Trump administration moving to restrict immigrants who use public benefits
WASHINGTON, (Reuters) – The Trump administration yesterday said it would propose making it harder for foreigners to come to the United States or remain there if they have received or are likely to receive public benefits such as food aid, public housing or Medicaid.
The proposed regulation from the Department of Homeland Security would expand immigration officers’ ability to deny visas or legal permanent residency to aspiring immigrants if they have received a range of taxpayer-funded benefits to which they are legally entitled, such as Medicaid, the Medicare Part D low-income subsidy, Section 8 housing vouchers and the Supplemental Nutrition Assistance Program, which is commonly known as food stamps.
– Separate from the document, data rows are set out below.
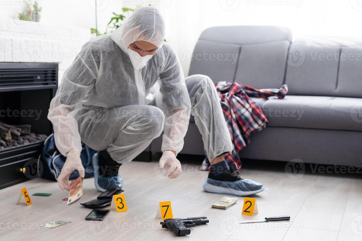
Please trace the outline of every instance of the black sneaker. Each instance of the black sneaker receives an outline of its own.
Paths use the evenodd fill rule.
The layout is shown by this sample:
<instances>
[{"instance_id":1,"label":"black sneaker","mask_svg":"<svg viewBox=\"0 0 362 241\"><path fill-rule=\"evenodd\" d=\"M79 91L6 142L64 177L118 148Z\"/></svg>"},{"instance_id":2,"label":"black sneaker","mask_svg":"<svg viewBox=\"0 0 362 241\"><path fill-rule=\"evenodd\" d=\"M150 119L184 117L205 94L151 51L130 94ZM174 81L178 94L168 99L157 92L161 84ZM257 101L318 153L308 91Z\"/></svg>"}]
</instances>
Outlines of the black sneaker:
<instances>
[{"instance_id":1,"label":"black sneaker","mask_svg":"<svg viewBox=\"0 0 362 241\"><path fill-rule=\"evenodd\" d=\"M217 181L224 182L235 182L242 180L239 176L239 169L236 163L232 163L229 166L229 171L225 171L221 174L215 175L215 171L210 170L209 173L209 178Z\"/></svg>"},{"instance_id":2,"label":"black sneaker","mask_svg":"<svg viewBox=\"0 0 362 241\"><path fill-rule=\"evenodd\" d=\"M122 164L114 161L106 150L99 152L98 164L100 175L104 177L110 177L118 175L119 167Z\"/></svg>"}]
</instances>

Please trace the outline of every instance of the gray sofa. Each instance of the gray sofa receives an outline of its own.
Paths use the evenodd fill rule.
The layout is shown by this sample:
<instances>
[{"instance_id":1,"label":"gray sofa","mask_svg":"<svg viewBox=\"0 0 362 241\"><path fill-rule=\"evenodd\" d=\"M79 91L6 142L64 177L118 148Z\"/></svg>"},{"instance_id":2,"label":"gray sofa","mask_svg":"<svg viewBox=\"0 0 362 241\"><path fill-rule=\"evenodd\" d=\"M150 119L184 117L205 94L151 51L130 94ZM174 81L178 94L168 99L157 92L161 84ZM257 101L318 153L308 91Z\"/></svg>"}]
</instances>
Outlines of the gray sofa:
<instances>
[{"instance_id":1,"label":"gray sofa","mask_svg":"<svg viewBox=\"0 0 362 241\"><path fill-rule=\"evenodd\" d=\"M215 60L220 54L223 59ZM189 75L258 89L288 85L283 99L253 98L269 124L252 134L251 143L240 153L242 158L358 166L361 54L361 39L314 36L292 42L291 31L284 27L214 27L201 34ZM148 150L159 151L161 141L160 137L154 140ZM204 155L192 116L180 153Z\"/></svg>"}]
</instances>

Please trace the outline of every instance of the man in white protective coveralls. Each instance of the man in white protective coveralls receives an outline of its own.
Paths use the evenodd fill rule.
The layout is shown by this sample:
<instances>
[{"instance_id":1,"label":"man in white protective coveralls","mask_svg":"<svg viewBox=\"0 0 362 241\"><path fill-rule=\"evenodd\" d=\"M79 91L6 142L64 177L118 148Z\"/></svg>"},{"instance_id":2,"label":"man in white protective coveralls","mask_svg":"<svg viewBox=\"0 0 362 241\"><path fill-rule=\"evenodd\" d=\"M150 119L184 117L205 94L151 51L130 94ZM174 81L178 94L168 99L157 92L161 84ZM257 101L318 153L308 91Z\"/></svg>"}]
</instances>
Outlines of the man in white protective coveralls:
<instances>
[{"instance_id":1,"label":"man in white protective coveralls","mask_svg":"<svg viewBox=\"0 0 362 241\"><path fill-rule=\"evenodd\" d=\"M56 147L67 157L58 178L62 190L69 190L75 170L84 176L82 141L100 151L93 159L99 167L94 183L104 191L121 188L121 165L163 130L160 168L166 165L165 176L178 177L176 156L190 113L211 160L205 190L243 195L265 189L230 171L223 155L232 144L213 83L204 75L184 77L176 53L164 41L164 29L155 8L139 8L112 33L86 43L66 71L48 116Z\"/></svg>"}]
</instances>

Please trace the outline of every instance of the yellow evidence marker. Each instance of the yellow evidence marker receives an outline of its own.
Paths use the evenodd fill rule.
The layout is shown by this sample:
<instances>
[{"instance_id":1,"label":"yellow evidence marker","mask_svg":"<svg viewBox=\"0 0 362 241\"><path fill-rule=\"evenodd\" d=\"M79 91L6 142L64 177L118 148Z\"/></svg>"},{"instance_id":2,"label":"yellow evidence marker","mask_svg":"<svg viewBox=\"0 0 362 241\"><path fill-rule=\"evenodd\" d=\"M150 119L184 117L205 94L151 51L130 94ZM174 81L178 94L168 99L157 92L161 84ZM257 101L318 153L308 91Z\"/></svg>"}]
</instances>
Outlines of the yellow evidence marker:
<instances>
[{"instance_id":1,"label":"yellow evidence marker","mask_svg":"<svg viewBox=\"0 0 362 241\"><path fill-rule=\"evenodd\" d=\"M16 203L15 203L15 205L20 203L20 200L21 200L22 196L24 197L24 199L25 199L25 201L26 203L26 205L29 206L33 203L31 202L31 200L30 199L30 197L29 196L29 194L28 193L28 191L26 191L26 189L24 188L20 191L20 193L19 194L19 196L18 196L18 199L16 201Z\"/></svg>"},{"instance_id":2,"label":"yellow evidence marker","mask_svg":"<svg viewBox=\"0 0 362 241\"><path fill-rule=\"evenodd\" d=\"M252 216L253 213L258 213L258 205L256 204L256 199L251 198L244 198L241 215Z\"/></svg>"},{"instance_id":3,"label":"yellow evidence marker","mask_svg":"<svg viewBox=\"0 0 362 241\"><path fill-rule=\"evenodd\" d=\"M159 217L161 217L163 220L173 218L172 209L171 208L171 201L160 202L160 205L157 208L157 212L156 213L156 218Z\"/></svg>"}]
</instances>

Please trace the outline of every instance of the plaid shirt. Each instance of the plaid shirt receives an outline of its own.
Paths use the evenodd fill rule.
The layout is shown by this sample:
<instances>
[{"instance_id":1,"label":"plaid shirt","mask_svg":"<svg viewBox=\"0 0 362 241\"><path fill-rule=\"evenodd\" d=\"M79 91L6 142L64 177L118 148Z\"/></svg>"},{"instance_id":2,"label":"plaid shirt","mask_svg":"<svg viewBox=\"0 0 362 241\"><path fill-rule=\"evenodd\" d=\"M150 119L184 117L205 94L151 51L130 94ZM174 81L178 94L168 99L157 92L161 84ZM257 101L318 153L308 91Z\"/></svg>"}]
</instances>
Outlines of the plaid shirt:
<instances>
[{"instance_id":1,"label":"plaid shirt","mask_svg":"<svg viewBox=\"0 0 362 241\"><path fill-rule=\"evenodd\" d=\"M215 86L234 145L232 151L224 155L225 160L229 165L236 163L240 169L241 162L239 152L250 143L252 132L261 130L268 123L260 107L250 97L267 98L275 96L283 99L288 92L288 86L283 85L278 89L258 90L226 81L218 82ZM210 166L206 155L200 169L206 170Z\"/></svg>"}]
</instances>

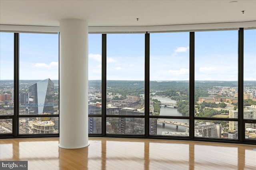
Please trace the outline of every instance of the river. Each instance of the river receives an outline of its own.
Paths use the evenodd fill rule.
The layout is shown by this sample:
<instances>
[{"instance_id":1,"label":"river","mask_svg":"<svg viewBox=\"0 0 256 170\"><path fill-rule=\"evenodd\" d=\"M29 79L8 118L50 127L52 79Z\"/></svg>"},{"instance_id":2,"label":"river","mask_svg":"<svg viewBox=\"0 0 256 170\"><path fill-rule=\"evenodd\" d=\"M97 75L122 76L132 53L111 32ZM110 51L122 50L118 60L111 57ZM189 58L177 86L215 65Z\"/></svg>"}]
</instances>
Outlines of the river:
<instances>
[{"instance_id":1,"label":"river","mask_svg":"<svg viewBox=\"0 0 256 170\"><path fill-rule=\"evenodd\" d=\"M162 103L171 103L172 102L176 102L169 98L160 98L157 97L152 97L152 98L157 99ZM182 115L180 113L178 109L168 107L162 106L160 108L160 114L161 116L182 116ZM174 121L177 122L182 122L189 124L188 119L160 119L160 120L164 120L168 121ZM162 135L162 131L168 131L169 132L186 132L187 127L179 126L178 129L176 129L176 125L169 124L165 124L165 125L163 127L162 123L157 124L157 135Z\"/></svg>"}]
</instances>

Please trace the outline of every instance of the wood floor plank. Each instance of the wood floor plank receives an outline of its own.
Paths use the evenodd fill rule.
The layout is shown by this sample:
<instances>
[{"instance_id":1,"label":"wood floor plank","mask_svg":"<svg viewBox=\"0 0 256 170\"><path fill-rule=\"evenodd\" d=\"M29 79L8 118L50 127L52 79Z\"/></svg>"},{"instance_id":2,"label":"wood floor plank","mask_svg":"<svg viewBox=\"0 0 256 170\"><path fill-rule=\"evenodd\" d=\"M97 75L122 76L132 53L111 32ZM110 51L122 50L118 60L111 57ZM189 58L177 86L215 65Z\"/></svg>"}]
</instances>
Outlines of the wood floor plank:
<instances>
[{"instance_id":1,"label":"wood floor plank","mask_svg":"<svg viewBox=\"0 0 256 170\"><path fill-rule=\"evenodd\" d=\"M59 139L0 140L0 160L27 160L30 170L256 170L256 146L90 138L86 148Z\"/></svg>"}]
</instances>

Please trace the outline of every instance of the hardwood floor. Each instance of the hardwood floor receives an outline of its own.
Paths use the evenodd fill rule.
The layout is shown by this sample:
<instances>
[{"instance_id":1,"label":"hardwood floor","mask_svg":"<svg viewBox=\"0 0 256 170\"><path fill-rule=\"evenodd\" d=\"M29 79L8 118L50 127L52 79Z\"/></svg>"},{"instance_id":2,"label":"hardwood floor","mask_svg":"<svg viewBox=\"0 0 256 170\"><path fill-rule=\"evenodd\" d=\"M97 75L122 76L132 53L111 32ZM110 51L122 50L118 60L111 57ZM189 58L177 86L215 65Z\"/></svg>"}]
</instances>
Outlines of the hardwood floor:
<instances>
[{"instance_id":1,"label":"hardwood floor","mask_svg":"<svg viewBox=\"0 0 256 170\"><path fill-rule=\"evenodd\" d=\"M89 138L66 149L59 139L0 140L1 160L28 160L34 170L256 170L255 145Z\"/></svg>"}]
</instances>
U.S. immigration law has long required officials to exclude a person likely to become a “public charge” from permanent residence. But U.S. guidelines in place for nearly two decades narrowly define “public charge” to be a person “primarily dependent on the government for subsistence,” either through direct cash assistance or governmentfunded long-term care.
The Trump administration’s proposal is a sharp departure from current guidelines, which have been in place since 1999 and specifically bar authorities from considering such non-cash benefits in deciding a person’s eligibility to immigrate to the United States or stay in the country.
The changes would apply to those seeking visas or legal permanent residency but not people applying for U.S. citizenship.
“Under long-standing federal law, those seeking to immigrate to the United States must show they can support themselves financially,” Secretary of Homeland Security Kirstjen Nielsen said in a statement to Reuters. “This proposed rule will implement a law passed by Congress intended to promote immigrant self-sufficiency and protect finite resources by ensuring that they are not likely to become burdens on American taxpayers.”
If a foreigner is receiving one or more of the public benefits laid out in the proposal when they apply for a visa or residency, that would be a heavily weighed negative factor in their determining their eligibility to come to or remain in the United States.
If an immigrant is deemed inadmissible because of the new rule, they might be eligible to post a bond, no less than $10,000, to come into the United States.
The overhaul is part of President Donald Trump’s efforts to limit both legal and illegal immigration, an issue he highlighted during the 2016 presidential campaign and that has become an important topic in the 2018 congressional elections. Trump has advocated ending a visa lottery program and some kinds of family-based immigration but many of his desired changes would require congressional action.
The proposed regulation, which does not need to be approved by Congress, will be published in the Federal Register in the coming weeks, officials said, the first step toward final adoption. The public has 60 days to comment on the proposal and the agency must consider all submitted comments and could change the regulation before the final version is adopted, likely not for at least several months.